To calculate the probability of selecting 2 boys and a girl, we need to find the number of ways that this can occur. There are 4C2 ways to choose 2 boys from the 4 available, and 2C1 ways to choose 1 girl from the 2 available. Thus, the number of possible combinations of scholars that consist of 2 boys and 1 girl is:
4C2 * 2C1 = 6 * 2 = 12
Therefore, the probability of selecting 2 boys and 1 girl is:
12/20 = 0.6 or 60%
To find the probability, we need to determine the number of favorable outcomes and the total number of possible outcomes.
First, let's determine the total number of possible outcomes. Since 3 scholars will be chosen randomly from a set of 2 girls and 4 boys, the total number of possible outcomes can be calculated using combinations.
The total number of possible outcomes can be calculated as:
Total number of possible outcomes = C(6, 3) = 6! / (3!(6-3)!) = 20
Now, let's determine the number of favorable outcomes, i.e., the number of ways to select 2 boys and 1 girl.

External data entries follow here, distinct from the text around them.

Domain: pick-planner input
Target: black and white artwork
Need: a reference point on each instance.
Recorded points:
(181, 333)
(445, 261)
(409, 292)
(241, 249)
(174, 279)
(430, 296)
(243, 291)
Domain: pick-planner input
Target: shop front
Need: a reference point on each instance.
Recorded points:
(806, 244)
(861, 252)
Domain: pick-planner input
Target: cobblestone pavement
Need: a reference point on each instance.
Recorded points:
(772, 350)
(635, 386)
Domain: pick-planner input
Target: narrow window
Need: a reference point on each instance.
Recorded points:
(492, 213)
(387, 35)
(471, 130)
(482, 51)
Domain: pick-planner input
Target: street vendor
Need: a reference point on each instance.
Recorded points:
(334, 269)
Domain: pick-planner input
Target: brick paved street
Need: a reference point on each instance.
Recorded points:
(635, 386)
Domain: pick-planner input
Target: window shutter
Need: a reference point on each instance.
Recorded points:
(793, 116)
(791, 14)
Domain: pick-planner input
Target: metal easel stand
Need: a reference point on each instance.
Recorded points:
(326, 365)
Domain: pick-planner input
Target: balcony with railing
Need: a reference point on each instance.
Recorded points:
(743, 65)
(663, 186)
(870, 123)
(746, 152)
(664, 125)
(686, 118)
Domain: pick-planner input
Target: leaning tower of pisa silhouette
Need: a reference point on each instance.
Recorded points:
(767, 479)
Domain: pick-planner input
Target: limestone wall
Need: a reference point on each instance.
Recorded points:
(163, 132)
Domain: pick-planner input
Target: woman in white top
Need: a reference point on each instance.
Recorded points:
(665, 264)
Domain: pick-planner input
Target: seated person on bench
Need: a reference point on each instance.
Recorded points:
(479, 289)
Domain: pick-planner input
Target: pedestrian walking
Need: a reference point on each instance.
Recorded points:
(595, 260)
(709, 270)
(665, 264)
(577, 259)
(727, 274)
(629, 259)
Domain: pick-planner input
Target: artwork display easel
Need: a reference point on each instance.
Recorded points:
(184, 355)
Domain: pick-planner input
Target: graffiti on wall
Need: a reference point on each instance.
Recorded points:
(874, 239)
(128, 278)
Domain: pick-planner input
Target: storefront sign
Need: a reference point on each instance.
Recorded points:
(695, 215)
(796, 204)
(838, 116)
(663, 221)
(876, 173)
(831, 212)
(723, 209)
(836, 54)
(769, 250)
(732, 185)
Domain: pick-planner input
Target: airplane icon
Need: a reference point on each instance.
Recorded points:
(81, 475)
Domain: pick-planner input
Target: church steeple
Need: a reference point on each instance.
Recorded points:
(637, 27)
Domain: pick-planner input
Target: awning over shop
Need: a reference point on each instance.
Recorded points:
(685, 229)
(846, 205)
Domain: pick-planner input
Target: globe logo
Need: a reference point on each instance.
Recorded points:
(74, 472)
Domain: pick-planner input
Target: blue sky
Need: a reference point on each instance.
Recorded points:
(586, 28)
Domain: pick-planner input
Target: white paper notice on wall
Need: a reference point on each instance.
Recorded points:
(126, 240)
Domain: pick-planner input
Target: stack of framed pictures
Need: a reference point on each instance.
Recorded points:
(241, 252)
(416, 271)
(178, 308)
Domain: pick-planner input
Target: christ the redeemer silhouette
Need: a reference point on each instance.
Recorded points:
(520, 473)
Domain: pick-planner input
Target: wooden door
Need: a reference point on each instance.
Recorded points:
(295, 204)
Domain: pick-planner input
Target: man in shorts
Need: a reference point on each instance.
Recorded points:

The number of favorable outcomes can be calculated as:
Number of favorable outcomes = C(4, 2) * C(2, 1) = (4! / (2!(4-2)!) * (2! / (1!(2-1)!) = 6 * 2 = 12
Finally, we can calculate the probability that 2 boys and 1 girl will be chosen as:
Probability = Favorable outcomes / Total outcomes = 12 / 20 = 0.6
Therefore, the probability that 2 boys and 1 girl will be chosen is 0.6 or 60%.